# Tiger Shrimp Pictures



## oblongshrimp (Sep 3, 2008)

I would share a few pictures of my tiger shrimp.


----------



## IAN (Apr 14, 2008)

very very nice 

Is that rockwool?


----------



## Gump (Aug 2, 2006)

Awesome little guys.


----------



## oblongshrimp (Sep 3, 2008)

no its old filter media from a canister filter. I like throwing it into the shrimp tanks, lots of surface area and they all swarm it for a day or two as they eat all the microorganisms off it. Hard to get all the tiny babies out though if you ever want to remove it though.

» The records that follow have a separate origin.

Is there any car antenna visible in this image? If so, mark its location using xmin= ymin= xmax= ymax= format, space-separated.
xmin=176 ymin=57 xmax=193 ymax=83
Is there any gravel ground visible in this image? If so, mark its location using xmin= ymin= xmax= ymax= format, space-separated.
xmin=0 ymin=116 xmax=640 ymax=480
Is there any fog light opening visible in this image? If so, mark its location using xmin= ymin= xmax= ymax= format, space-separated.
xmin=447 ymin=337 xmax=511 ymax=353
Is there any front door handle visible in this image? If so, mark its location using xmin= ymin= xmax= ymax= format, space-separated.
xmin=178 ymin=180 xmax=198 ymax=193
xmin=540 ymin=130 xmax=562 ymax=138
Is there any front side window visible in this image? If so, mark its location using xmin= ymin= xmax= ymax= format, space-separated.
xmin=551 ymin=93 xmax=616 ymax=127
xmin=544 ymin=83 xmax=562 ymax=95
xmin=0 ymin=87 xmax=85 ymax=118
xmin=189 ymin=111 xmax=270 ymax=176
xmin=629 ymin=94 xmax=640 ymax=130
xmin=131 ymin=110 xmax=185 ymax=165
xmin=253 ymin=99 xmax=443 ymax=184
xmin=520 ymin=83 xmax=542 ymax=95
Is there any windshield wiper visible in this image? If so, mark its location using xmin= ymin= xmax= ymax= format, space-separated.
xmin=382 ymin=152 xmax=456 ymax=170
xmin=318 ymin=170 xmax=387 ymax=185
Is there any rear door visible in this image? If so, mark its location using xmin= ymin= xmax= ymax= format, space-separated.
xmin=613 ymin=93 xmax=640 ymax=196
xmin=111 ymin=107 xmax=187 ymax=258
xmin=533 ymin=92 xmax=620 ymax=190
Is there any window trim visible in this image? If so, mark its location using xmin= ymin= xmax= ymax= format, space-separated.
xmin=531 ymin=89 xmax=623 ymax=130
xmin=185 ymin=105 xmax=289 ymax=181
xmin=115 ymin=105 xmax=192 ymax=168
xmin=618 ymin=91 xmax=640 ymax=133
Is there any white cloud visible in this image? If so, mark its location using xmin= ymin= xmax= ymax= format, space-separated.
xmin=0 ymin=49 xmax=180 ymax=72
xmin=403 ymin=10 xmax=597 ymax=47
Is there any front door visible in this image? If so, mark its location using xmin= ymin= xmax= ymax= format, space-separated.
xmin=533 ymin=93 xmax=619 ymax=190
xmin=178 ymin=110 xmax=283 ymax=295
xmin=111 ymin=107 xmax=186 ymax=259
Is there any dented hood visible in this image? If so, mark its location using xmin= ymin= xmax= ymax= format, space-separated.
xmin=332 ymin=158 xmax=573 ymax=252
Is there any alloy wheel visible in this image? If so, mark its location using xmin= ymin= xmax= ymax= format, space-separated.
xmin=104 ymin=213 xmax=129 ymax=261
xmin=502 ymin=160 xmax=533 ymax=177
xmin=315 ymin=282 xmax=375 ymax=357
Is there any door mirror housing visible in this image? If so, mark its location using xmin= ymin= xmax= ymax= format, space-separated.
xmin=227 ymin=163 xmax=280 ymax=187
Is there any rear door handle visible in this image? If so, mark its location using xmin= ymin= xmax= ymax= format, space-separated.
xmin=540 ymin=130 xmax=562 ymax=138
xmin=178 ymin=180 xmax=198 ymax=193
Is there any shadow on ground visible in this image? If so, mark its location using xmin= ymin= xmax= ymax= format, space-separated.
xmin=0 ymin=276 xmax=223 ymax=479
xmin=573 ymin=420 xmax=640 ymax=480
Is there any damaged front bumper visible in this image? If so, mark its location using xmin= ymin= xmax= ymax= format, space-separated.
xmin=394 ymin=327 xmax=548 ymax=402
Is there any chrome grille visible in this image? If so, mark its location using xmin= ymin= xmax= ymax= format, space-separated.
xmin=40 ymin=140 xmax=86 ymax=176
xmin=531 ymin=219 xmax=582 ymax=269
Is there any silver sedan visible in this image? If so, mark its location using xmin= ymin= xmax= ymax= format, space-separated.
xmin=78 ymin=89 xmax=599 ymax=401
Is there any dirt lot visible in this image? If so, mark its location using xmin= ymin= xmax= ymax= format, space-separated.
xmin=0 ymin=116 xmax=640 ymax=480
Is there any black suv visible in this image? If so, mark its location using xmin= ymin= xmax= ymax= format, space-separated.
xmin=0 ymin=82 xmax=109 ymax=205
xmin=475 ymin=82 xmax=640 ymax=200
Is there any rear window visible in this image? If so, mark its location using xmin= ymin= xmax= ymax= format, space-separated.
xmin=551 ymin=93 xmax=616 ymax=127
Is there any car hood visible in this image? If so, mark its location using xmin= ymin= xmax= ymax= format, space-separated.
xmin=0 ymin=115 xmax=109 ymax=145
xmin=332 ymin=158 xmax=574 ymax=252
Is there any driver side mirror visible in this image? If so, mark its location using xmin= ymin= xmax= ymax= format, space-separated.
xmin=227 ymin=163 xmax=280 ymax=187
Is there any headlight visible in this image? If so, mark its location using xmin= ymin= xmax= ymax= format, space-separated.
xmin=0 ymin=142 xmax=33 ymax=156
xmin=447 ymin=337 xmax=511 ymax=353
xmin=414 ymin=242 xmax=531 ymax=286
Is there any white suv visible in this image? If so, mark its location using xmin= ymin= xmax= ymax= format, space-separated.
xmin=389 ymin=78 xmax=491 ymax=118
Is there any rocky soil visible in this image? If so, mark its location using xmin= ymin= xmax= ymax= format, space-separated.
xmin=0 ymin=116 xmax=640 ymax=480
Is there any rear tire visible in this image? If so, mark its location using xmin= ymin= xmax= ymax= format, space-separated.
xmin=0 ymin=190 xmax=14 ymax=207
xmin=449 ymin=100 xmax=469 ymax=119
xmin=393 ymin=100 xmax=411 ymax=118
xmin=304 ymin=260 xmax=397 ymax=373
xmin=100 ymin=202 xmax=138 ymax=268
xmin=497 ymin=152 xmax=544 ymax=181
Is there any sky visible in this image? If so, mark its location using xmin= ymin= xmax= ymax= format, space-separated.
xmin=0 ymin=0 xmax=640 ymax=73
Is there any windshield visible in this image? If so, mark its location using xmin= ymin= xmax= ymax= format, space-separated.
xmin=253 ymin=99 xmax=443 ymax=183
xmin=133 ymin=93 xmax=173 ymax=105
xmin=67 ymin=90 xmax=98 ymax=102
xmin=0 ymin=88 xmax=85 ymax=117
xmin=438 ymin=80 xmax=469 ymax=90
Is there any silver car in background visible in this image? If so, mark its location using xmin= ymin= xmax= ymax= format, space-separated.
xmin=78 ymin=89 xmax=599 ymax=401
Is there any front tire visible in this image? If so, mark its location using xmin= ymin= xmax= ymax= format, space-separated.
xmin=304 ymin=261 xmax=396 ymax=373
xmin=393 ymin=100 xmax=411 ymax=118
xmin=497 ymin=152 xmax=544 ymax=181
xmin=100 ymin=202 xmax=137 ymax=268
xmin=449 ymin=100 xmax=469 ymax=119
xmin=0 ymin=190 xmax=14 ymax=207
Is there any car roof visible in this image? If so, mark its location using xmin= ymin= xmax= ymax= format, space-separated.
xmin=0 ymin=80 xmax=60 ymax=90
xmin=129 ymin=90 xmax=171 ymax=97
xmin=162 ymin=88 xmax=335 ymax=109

Also a good way to jump start the cycling of a tank.


----------



## Guest (Oct 15, 2008)

Cool pics! I've always wanted some Tigers.


----------



## crazyfishlady (Nov 4, 2007)

What kind of camera and lense did you use? I know nothing about cameras and I just began shopping for some. I just think those pictures are awesome and so detailed. I wish I could take pictures like that of my own fish.


----------



## Guest (Oct 15, 2008)

Great looking shrimp and photos, oblong!


----------



## Suess00 (Sep 5, 2008)

First off extremely nice shrimp!!! How many you got in the tank? Any other fish you got in there with them?


----------



## oblongshrimp (Sep 3, 2008)

I am using a nikon D80 with a 90mm Tamron macro lens. I also have a speedlight SB600 which i use for the flash (positioned directly above the tank).

I don't keep any of my shrimp with fish as any fish (with the exception of ottos) will eat some of the shrimp. 

I probably have 100 or so in that tank (20gal). I have a 155gal tub that I am going to be moving a bunch of them to though soon.

If you check out my Blog you can see the setup I have going on in my garage. The setup is completely for shrimp, crays, and snails at this point.


----------



## mesapod (Aug 18, 2007)

Those things are awesome. Are they expensive?


----------



## oblongshrimp (Sep 3, 2008)

Tiger shrimp are about $3 each or so, depends on if they are wild caught or tank bred.


----------



## Asully70 (Aug 22, 2008)

sad i havent seen my ghost shrimp in my tank in about a week and i bought them like 2 weeks ago. i think they became food. they were neat while they lasted. its possible they could be hiding in a pile of larger rocks or my drift wood. if they are hiding they are darn good at it.


----------